After once calling him “uncoachable,” former Lakers coach Phil Jackson has since likened Kobe Bryant as if he were “my son.”
And, as it is often with family members, that includes the good and the bad.
The early stages proved rocky even as they won three consecutive NBA championships. Bryant expressed frustration with Jackson’s triangle system stifling his individual talent. Bryant sensed Jackson sided with Shaquille O’Neal during the pair’s ongoing feud.
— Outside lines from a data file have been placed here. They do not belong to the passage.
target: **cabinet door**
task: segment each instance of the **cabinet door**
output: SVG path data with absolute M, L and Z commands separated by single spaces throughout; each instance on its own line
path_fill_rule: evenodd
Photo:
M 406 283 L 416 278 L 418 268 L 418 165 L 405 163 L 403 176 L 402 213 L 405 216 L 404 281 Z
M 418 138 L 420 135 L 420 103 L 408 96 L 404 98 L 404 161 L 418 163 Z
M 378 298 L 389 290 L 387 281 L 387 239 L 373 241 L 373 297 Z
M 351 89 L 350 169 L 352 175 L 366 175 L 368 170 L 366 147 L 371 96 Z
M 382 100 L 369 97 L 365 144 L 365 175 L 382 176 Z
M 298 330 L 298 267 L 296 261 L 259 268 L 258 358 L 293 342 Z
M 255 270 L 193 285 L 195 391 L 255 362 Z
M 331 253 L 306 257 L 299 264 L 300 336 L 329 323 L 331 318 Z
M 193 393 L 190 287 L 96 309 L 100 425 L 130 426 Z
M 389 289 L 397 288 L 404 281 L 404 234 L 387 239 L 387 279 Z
Jackson also described Bryant as “uncoachable” in his book, “The Last Season,” which detailed the Lakers’ 2003-04 campaign that ended with a loss to the Detroit Pistons in the NBA Finals and the team’s eventual dismantling.
The two then reunited in 2006, eventually won two more NBA titles and have kept a close relationship since.
“I love Kobe Bryant. I consider him like my son,” Jackson told Seth Davis in an interview aired on Campusinsiders.com. I consider him as someone who I had a tense relationship with, but something that has mellowed through the course of the years.”
Still, Jackson hardly avoided uncomfortable topics surrounding Bryant in his interview with Davis.
Jackson noted how Bryant’s thirst for scoring often made him a difficult teammate. He acknowledged asking the Lakers’ front office to trade Bryant during his first stint with the Lakers Jackson even admitted that Bryant’s eventually dismissed sexual assault charge in 2003 tainted his view toward his player partly because his daughter was an assault victim while dating an athlete in college.
But Jackson sounds very understanding on why Bryant no long could co-exist with O’Neal even if it came at the expense of winning more NBA championships together. It all traced back when O’Neal delayed having toe surgery following the Lakers’ third consecutive title run in 2002, causing the former Lakers center to miss the first 12 games of the 2002-03 season. The Lakers eventually lost in the Western Conference semifinals to the San Antonio Spurs.
“He felt Shaq did not do the operation appropriately for his team on a time frame that would’ve given us four championships,” Jackson said of Bryant’s though process. “Rehab didn’t make Shaq the player he was before. That limited our ability to get a fourth consecutive championship. That really grinded Kobe down. Next year, he was done with Shaq and everything blew up a little bit on that process.”
Afterwards, Jackson was let go and the Lakers traded O’Neal to the Miami Heat. The two patched up their relationship though after Jackson rejoined the Lakers for the 2005-06 season.
“I consider him as someone who I had a tense relationship with,” Jackson said, “but something that has mellowed through the course of the years.”